Recording neuronal activity from behaving animals is a powerful technique to understand how neuronal circuitry works in the living organisms. This technique has been developed originally using primates, but is also applicable to rodents, especially transgenic animals. Prof Nambu will talk about their recent studies using this technique, motor functions of the basal ganglia and pathophysiology of movement disorders.

Prof. Kakigi will talk about recent studies on human brain functions using EEG, MEG, fMRI and near-infrared spectroscopy (NIRS), mainly focusing on the following issues.
By recording brain responses to visual, auditory, somatosensory or pain stimuli, the organization of sensory processing in the human brain is being investigated. In particular, our interest is focused on the underlying mechanisms of two-point discrimination, pain perception, visual motion perception, face perception, inhibition processing using Go-NoGo paradigm. Moreover, we recently focused on the development of brain function in infants and children using EEG and NIRS.

Human behaviors in social contexts are complex. They are motivated not only by materialistic rewards but also by abstract social rewards such as good reputation which may be one of the driving forces for altruism unique to human. Despite an increasing focus on the neural basis of human decision-making in neuroscience, relatively little attention has been paid to decision-making in social settings. Moreover, although human social decision-making have been explored in a social psychology context, few neural explanations for the observed findings have been considered.
To bridge this gap and improve models of human social decision-making, we first investigated whether acquiring a good reputation activates the same reward circuitry as monetary rewards. Subjects participated in functional magnetic resonance imaging (fMRI) experiments involving monetary and social rewards. The acquisition of one's good reputation robustly activated reward-related brain areas, notably the striatum, and these overlapped with the areas activated by monetary rewards. This finding indicates that the experienced utilities of both social and monetary rewards are represented in the striatum. Second, to investigate how reputation influence the altruistic behavior such as donation, we investigated the activation of the striatum when individuals freely decided whether to donate to real charities or take the money for themselves in the presence or absence of observers. Underlying idea was that, when choosing an action in social situations, in order to evaluate each action, the brain must convert different types of reward (such as money or reputation) into a common scale. Behavioral evidence showed that the mere presence of observers increased donation rates, and neuroimaging results revealed that activation in the ventral striatum before the same choice ("donate" or "not donate") was significantly modulated by the presence of observers. Particularly high striatal activations were observed when a high social reward was expected (donation in public) and when there was the potential for monetary gain without social cost (no donation in the absence of observers). These findings highlight the importance of the striatum in representing both social and monetary rewards as "decision utility" and add to the understanding of how the brain makes a choice using a "common neural currency" in social situations.

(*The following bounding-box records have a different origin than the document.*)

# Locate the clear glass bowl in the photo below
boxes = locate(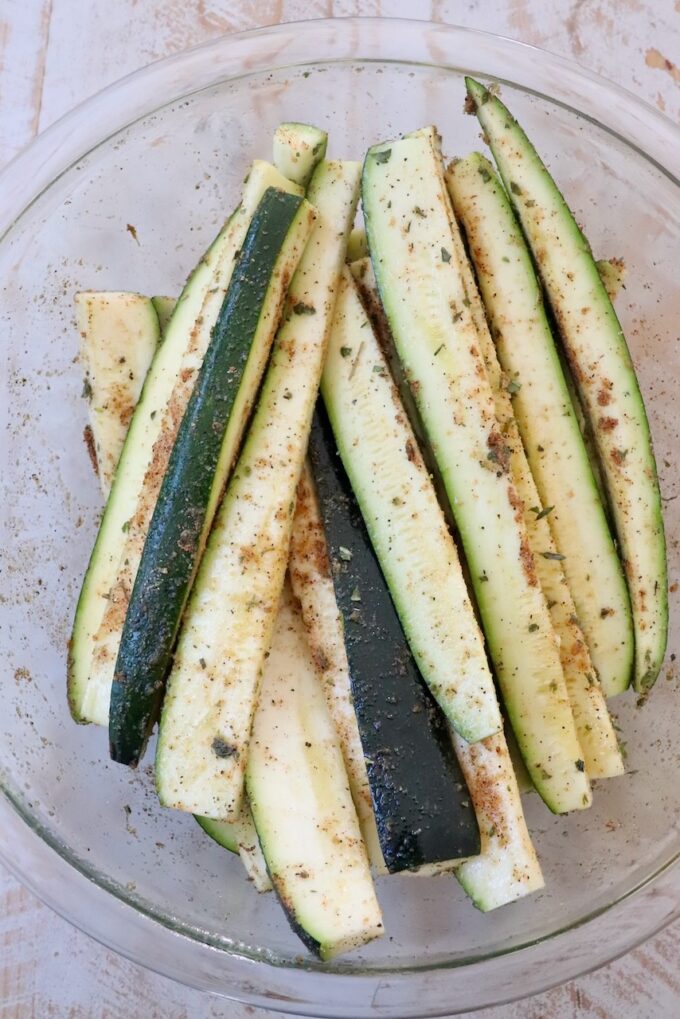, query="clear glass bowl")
[0,19,680,1017]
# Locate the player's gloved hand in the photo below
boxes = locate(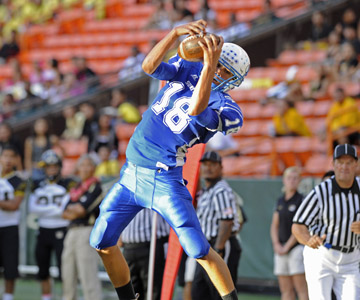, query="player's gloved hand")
[173,20,207,36]
[214,248,225,258]
[306,234,326,249]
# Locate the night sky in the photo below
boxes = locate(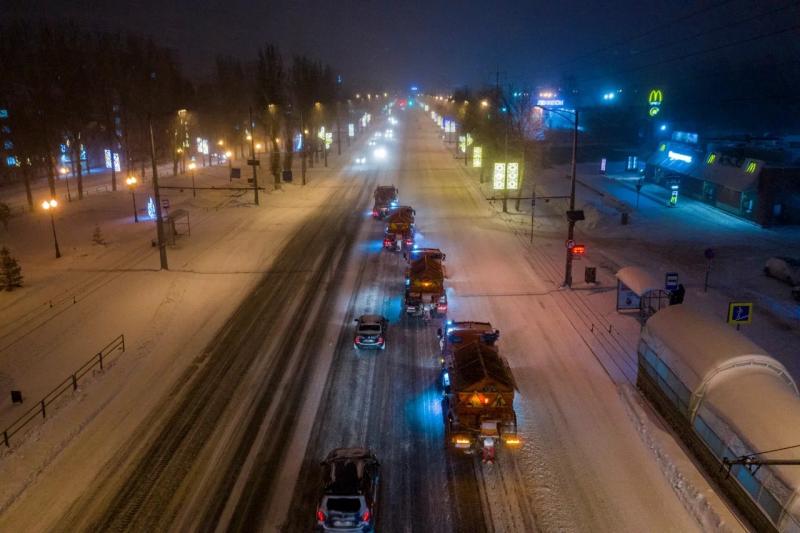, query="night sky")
[2,0,800,99]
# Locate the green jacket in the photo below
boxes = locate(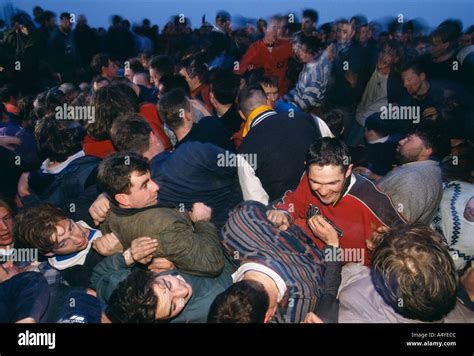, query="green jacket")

Most proteins exert their physiological functions as a part of a multiprotein complex. The identification of molecular constituents of protein complexes is a critical step in clarifying the molecular mechanisms for various physiological phenomena, including synaptic transmission. Although numerous protein interactions have been identified by yeast two-hybrid screening and pull-down methods, these interactions often include nonphysiological interactions. Here, Prof. Fukata will introduce the several specific purification methods of in vivo protein complexes, such as the advanced tandem affinity purification system. Combined with mass spectrometry, Prof. Fukata and his colleagues have identified various in vivo protein complexes (or protein networks) including ligand-receptor complex.

Focal uncaging of glutamate by laser scanning photostimulation is one of the powerful methods available for the analysis of functional circuits, particularly in neocortex, due to its complicated cellular organization. Here, Prof. Yoshimura will introduce how to map synaptic connectivity in neocortical slice preparations using this method and talk about our recent studies on fine-scale specificity of connections in rat visual cortex.

One of the questions to be answered in the post-genomic era, at a time when most proteins constituting living organisms have been identified, is what particular protein species and amount of each species is expressed in a particular cell type and in their subcellular domains. For subcellular localization that requires nano-scale resolution, pre- and post-embedding immunogold labeling has been widely used. Although these techniques have provided precise details of molecular localization in different subcellular domains, reliable quantification of immunoreactivity has often been hampered by low sensitivity and limited accessibility of antibodies to target molecules buried in tissues. SDS-digested freeze-fracture replica labeling (SDS-FRL) is a new method, by which molecules on the plasma membrane can be directly approached by antibodies and visualized in a two-dimensional manner with high sensitivity and high resolution.